Liran didn't speak for days. One of the soldiers gave him water, another bread. But he never asked questions. Only watched. When the Baron himself came through the ruins, inspecting the damage, Liran had stared at him like a wolf cub. Something about that gaze had stopped Edric in his tracks.

 the Baron had said. "Make sure he has somewhere to live."

Somewhere, as it turned out, was beneath the capital. Beneath stone and silence

There were others there. Dozens. The unwanted. The broken. The orphaned. Edric had created a place for them, not only out of kindness, but need. The kingdom needed blades it could hide. Blades that didn't question the hand that swung them.

Liran remembered his first kill. He was nine.

The man had been a deserter. He was Caught torturing innocent villagers and killing children. The instructors had lined up the children and chosen three. Liran had been the smallest. The one with the quietest steps. They gave him a dagger and told him where to cut, where to stab.

The fire crackled, its glow painting Liran's face in flickering gold and shadow.

 Viktor sat beside him, his breath shallow, as if afraid to disturb the weight of the words hanging between them.

 

Nine years old.

 

Liran's voice was detached, as if recounting the weather. "The man begged. Not for his life. For mercy. For a quick end." His fingers flexed, then stilled. "I gave him neither."

 

A log shifted in the hearth, sending up a spray of embers. Viktor's throat tightened.

 

"Why?"

 

Liran turned his head slightly, just enough for Viktor to see the hollows beneath his eyes. "Because they told me to make it slow. To prove I could follow orders, even when my hands shook." He exhaled, long and quiet. "And maybe, because part of me wanted him to feel it. To know what it was like."

 

Silence settled again, thicker this time. Viktor stared at his own hands…small, unmarked by blood. He wondered if they would stay that way.

 

Across the room, Corren shifted, his chair creaking. "We've all got our firsts," he muttered, sharpening his knife with deliberate strokes. "Mine was a smuggler. Knife in the ribs. He laughed when he saw me… thought a kid couldn't do real damage. Died confused."

 

Tannic snorted, though there was no humour in it. "Mine cried. Called for his mother. Still dream about it sometimes."

 

Viktor's chest ached. These weren't just soldiers. They were graves, walking.

 

Gavril, who had been leaning against the wall with his arms crossed, pushed off and walked to the window. The glass was fogged with condensation, but beyond it, the world remained still…snow-blanketed and silent. "You ever regret it?" he asked, voice low. "Taking the Baron's offer?"

 

Liran didn't hesitate. "No."

 

Corren and Tannic echoed the sentiment, their voices overlapping.

 

Viktor frowned. "How?"

 

Liran's gaze returned to the fire. "Because the world isn't kind. It doesn't care if you're a child. It doesn't care if you're scared. The Baron gave us teeth. Taught us how to bite back." His fingers traced the scar along his jaw. "I'd rather be the blade than the flesh it cuts."

 

Something in Viktor's stomach twisted.

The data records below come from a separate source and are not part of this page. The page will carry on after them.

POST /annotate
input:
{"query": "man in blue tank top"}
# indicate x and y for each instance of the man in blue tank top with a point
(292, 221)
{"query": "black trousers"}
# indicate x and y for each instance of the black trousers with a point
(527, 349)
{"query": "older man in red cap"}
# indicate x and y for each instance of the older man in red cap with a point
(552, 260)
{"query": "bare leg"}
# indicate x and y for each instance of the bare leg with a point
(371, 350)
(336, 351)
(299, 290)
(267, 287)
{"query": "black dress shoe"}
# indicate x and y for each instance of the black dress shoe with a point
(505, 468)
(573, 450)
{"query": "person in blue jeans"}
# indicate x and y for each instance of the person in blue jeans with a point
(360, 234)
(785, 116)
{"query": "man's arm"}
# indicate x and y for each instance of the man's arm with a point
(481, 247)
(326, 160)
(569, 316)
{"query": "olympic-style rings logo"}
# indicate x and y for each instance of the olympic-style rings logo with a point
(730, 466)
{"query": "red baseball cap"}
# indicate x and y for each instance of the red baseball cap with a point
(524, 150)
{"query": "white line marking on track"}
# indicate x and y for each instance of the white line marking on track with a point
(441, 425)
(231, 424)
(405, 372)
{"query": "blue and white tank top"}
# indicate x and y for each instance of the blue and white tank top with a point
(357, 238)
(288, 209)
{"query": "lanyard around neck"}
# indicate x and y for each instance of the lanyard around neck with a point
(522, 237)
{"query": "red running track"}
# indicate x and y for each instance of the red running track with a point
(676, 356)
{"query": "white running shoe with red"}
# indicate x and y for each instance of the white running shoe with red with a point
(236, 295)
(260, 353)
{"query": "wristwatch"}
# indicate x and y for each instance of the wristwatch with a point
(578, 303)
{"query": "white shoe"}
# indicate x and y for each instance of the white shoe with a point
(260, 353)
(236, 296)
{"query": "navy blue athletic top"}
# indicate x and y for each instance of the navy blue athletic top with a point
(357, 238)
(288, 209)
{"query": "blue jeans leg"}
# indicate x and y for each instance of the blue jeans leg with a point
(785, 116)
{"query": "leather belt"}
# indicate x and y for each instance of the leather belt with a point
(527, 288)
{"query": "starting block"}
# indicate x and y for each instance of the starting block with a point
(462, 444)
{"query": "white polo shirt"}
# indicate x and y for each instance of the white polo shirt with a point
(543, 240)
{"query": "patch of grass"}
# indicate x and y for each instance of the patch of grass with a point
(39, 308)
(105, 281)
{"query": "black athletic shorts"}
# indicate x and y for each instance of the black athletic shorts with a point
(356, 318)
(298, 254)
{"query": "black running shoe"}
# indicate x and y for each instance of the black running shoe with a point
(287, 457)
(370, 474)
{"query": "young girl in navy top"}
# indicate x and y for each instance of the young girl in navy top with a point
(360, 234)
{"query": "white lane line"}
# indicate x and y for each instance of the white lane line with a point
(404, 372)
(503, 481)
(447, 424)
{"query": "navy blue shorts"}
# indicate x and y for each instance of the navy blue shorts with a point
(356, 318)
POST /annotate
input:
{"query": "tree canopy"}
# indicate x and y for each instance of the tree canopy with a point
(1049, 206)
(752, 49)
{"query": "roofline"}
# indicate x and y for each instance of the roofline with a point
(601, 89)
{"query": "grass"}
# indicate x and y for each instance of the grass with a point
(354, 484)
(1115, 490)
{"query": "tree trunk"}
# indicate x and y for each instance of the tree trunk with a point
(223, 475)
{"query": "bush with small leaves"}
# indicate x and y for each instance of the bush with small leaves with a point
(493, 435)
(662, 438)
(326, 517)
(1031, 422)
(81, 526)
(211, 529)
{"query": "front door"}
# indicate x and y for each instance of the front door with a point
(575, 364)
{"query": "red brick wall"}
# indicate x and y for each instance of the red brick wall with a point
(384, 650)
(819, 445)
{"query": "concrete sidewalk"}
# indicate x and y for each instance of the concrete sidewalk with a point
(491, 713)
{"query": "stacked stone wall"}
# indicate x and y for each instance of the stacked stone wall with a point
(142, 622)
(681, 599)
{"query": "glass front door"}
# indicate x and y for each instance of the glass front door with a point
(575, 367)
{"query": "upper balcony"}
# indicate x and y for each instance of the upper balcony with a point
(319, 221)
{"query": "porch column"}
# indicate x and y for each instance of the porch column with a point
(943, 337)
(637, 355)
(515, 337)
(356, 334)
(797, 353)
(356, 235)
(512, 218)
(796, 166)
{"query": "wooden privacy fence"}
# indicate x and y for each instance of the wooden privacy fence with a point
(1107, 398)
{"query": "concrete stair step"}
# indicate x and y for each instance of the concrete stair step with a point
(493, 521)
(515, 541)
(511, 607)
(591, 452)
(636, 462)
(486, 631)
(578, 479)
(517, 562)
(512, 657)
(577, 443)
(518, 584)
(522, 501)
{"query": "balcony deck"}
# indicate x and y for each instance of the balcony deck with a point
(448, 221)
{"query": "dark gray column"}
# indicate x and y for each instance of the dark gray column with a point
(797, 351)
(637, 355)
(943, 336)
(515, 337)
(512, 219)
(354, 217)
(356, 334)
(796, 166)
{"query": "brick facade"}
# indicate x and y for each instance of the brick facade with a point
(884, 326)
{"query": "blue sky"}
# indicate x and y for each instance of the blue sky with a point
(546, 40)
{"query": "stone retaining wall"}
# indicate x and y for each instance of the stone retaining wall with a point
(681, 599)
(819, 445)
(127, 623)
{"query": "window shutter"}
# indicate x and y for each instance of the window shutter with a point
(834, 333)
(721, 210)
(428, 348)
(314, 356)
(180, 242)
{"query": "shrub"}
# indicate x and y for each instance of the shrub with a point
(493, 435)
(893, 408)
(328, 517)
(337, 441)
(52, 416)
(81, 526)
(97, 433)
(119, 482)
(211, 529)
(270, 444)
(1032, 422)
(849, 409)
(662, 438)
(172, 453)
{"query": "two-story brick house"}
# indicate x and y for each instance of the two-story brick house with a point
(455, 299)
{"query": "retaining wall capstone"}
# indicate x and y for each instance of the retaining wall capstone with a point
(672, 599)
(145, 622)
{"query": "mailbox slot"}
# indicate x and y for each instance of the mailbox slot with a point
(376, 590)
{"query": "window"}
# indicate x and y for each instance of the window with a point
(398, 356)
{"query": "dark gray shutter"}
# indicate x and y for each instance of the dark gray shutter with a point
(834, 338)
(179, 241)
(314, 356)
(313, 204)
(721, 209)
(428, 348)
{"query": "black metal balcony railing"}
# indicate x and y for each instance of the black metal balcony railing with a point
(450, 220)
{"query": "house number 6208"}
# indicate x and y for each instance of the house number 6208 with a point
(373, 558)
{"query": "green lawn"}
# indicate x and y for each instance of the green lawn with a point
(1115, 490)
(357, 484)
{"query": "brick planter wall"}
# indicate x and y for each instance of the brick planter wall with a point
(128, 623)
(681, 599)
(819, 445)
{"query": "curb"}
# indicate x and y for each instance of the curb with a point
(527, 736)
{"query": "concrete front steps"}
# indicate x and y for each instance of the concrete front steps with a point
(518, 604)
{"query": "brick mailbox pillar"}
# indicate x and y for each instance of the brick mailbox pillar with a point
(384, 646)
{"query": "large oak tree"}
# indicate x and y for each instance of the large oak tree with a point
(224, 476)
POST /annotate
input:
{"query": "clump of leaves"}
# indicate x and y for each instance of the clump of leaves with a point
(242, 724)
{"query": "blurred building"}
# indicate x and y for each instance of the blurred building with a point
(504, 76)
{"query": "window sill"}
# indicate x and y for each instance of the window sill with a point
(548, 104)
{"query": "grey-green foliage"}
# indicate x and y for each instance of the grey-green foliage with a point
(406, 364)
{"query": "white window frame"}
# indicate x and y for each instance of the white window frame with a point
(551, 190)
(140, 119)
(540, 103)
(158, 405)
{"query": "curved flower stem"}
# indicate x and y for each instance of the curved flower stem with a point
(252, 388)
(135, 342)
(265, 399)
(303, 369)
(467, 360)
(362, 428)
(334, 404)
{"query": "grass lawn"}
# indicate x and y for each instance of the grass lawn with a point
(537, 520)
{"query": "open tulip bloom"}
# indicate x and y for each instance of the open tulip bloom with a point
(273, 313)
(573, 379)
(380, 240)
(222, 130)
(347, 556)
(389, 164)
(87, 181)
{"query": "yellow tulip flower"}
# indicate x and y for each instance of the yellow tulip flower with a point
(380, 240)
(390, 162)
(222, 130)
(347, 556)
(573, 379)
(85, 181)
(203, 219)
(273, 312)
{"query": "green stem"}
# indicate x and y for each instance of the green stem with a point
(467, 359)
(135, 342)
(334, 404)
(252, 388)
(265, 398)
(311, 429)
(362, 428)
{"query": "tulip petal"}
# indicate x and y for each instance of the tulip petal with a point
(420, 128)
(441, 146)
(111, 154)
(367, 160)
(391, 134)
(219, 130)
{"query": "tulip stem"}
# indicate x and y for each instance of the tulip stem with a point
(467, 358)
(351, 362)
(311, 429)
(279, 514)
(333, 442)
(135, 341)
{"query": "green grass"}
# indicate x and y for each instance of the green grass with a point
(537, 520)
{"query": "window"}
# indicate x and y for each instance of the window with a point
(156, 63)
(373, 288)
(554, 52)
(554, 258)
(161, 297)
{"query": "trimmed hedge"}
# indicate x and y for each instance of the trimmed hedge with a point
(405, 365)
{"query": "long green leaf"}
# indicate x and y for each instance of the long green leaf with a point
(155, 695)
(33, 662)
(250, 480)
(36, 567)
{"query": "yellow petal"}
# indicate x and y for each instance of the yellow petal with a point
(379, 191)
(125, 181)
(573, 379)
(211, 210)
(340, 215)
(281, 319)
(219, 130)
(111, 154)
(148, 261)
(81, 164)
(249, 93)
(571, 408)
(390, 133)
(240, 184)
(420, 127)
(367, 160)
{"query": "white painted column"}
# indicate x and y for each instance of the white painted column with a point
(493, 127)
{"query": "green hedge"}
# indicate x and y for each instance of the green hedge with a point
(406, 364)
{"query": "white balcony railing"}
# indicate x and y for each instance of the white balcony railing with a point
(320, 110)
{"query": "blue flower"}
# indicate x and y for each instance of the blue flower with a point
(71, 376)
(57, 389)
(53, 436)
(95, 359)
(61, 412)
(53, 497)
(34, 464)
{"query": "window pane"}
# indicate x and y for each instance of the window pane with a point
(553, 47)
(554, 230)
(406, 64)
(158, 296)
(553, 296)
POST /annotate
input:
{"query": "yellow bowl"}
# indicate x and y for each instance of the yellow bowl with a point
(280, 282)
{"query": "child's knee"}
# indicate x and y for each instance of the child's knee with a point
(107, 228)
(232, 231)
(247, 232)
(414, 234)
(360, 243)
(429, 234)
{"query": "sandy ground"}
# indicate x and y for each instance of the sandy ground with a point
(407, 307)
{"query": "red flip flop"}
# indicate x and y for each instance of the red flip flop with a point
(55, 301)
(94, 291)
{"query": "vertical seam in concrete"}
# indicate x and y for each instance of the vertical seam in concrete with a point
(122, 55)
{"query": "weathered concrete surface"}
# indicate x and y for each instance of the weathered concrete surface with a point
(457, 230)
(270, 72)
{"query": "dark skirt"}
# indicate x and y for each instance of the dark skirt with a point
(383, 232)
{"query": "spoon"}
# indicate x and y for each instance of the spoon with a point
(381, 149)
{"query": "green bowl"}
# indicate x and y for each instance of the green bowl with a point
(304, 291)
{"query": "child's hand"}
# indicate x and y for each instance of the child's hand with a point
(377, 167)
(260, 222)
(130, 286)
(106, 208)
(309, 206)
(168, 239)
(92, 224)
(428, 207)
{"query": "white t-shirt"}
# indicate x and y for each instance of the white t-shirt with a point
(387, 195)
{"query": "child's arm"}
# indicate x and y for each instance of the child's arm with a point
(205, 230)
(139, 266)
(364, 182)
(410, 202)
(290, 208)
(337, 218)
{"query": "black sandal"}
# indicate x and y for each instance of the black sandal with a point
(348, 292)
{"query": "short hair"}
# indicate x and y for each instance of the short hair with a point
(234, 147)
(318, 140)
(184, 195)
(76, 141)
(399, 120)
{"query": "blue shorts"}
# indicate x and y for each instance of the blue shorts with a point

He thought of Kaavi's words earlier. They are fire and for the first time, he understood. These weren't just orphans. They were embers, forged into something sharp enough to carve their own justice from the dark.

 

A gust of wind rattled the shutters. Gavril turned. "They're back."

 

Footsteps crunched in the snow outside quick, purposeful. The door swung open, letting in a burst of cold air and the scent of iron.

 

Kaavi stepped inside; his cloak dusted with snow. Joren followed; his face grim.

 

"We found Havlik," Kaavi said, stripping off his gloves.

 

Gavril stood. "And?"

 

Joren's jaw tightened. "Dead. Throat slit."

 

The Hollow Swords exchanged glances. Tannic cursed under his breath.